When President Obama announced Monday that he’d use his executive authority to cut emissions from existing coal-fired power plants, Republicans rubbed their hands together and Senate Minority Leader Mitch McConnell dubbed it a “dagger in the heart of the middle class.”
In the short term, what Obama’s doing makes little sense. It could hurt his party politically (though that’s not, as I noted the other day, necessarily the case). It will drive up energy costs. It will kill jobs for blue-collar Americans. And in coal country, it will make people hate him like their livelihoods depend on it.
In the long term, it’s the right thing to do for the planet. Now, liberated by reelection and with an eye on his legacy, Obama’s willing to absorb that political heat to accomplish some long-term goals.
That rolling this out ahead of the 2014 elections could hurt vulnerable Democrats is practically a given. But, as The Washington Post‘s Greg Sargent observed, Democrats see it as part of a much longer battle that will extend into the 2016 presidential race and beyond, painting the GOP as the “anti-science party” among young voters, an increasinly important voting block in national elections. Indeed, as the “coalition of the ascendant” grows, and as the power of coal country shrinks, the politics will increasingly be on Obama’s side.
Yet the larger point is that Obama is not following the political calendar at all. He’s following the regulatory calendar. Rolling out the proposal now is not a political decision, but a bureaucratic one, since the Environmental Protection Agency needs time for a public comment period.
The new rules, designed to cut carbon emissions as much as 30 percent by 2030, constitute the strongest action ever taken by an American president to tackle climate change and will have a much greater impact on the environment than the much-hyped Keystone pipeline.
The move won’t have noticeable impacts on the climate for some time — the rules won’t even be finalized until June of 2015 — but it could well be crucial to a broader global plan.
None of this sounds particularly enticing to anyone asking, “How will this affect me now?” But the White House hasn’t given up on crafting a PR pitch to those voters either. In his weekly address, Obama said the regulations would prevent up to 100,000 asthma attacks and 2,100 heart attacks in the first year alone; the EPA has driven home similar points.

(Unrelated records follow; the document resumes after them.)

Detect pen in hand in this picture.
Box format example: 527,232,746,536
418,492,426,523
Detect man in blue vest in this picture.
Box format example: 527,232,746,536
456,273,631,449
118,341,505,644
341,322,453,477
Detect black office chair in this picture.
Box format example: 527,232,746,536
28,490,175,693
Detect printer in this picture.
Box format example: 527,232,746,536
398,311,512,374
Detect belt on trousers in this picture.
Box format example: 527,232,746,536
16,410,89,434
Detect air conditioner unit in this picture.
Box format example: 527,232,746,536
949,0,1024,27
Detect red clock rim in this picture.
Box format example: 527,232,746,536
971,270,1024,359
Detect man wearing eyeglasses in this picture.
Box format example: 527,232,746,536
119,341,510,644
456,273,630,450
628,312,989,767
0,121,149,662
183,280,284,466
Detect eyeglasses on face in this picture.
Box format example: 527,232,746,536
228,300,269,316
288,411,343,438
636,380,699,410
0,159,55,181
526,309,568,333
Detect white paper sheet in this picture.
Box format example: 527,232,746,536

The public-health messaging is a bit misleading since the benefits aren’t directly tied to cutting carbon, but rather to cutting the pollutants that hitch a ride with carbon on the way out of coal plant smokestacks. But ancillary benefits (or co-benefits as they’re sometimes called) are still benefits. And the White House is right to hype them.
Taken together, the new climate regulations are the sort of accomplishment that could, along with the Affordable Care Act, come to define Obama’s legacy. And over at New York magazine, Jonathan Chait has been making the case for some time.

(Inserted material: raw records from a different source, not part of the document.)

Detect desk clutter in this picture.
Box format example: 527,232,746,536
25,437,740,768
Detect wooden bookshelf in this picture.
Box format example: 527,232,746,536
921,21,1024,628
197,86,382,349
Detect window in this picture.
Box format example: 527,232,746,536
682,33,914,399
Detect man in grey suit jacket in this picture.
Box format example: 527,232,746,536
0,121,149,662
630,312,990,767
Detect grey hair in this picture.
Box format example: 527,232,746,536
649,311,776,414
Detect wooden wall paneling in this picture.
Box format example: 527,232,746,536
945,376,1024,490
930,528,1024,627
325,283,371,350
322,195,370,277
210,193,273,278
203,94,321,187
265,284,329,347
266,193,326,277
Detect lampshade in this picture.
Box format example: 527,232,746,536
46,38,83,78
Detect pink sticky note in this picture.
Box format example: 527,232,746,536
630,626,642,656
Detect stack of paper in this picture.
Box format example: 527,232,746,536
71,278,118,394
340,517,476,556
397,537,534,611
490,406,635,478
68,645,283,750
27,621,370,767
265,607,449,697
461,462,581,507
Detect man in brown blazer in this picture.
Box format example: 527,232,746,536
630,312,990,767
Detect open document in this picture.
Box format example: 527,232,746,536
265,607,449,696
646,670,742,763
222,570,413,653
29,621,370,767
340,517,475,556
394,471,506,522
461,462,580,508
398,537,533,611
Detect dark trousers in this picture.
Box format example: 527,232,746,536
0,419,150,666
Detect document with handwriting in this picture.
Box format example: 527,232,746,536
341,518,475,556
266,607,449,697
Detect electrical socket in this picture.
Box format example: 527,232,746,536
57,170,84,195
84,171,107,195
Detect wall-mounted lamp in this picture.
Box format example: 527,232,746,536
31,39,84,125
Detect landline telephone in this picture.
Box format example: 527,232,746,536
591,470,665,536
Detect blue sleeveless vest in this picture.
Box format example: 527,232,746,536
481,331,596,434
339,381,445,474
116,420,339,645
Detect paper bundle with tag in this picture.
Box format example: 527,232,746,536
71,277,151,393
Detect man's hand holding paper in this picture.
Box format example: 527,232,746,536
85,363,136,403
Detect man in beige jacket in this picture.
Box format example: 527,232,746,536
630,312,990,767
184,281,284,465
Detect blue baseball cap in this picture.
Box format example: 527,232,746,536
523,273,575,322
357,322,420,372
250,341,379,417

The president himself has been more subtle about it. Back in January, Obama spoke little about climate change in his State of the Union address, though regulations on coal-fired power plants would feature prominently in his second term.
And when he does talk about it, he doesn’t discuss political expediency, or expediency of any sort. After all, a pre-SOTU poll showed the American public was perfectly happy to have Obama not do a thing about the environment in 2014. Specifically, the NBC/Wall Street Journal poll found that only 27 percent of respondents said addressing climate change should be an “absolute priority” for 2014, while 41 percent said action can be put off until next year (for contrast, 91 percent said creating jobs should be an “absolute priority” for the year).
Instead Obama’s opted to frame climate as an issue of conscience. “When our children’s children look us in the eye and ask if we did all we could to leave them a safer, more stable world, with new sources of energy, I want us to be able to say yes, we did,” Obama said in the brief section of his 2014 State of the Union address dedicated to climate. It’s a line that distills how the optimistic chants of his 2008 campaign have turned to thoughts of the legacy he’ll leave behind.
He’s made his bid to become the environmental president. And there are many actors who could still thwart him (in some sense, he’s already been thwarted in the failure of the Waxman-Markey energy bill of 2009). But in finding a way around Congress and its flawed process, he’s made a play at rewriting the political history of climate change, a textbook example of a place where Democracy fails.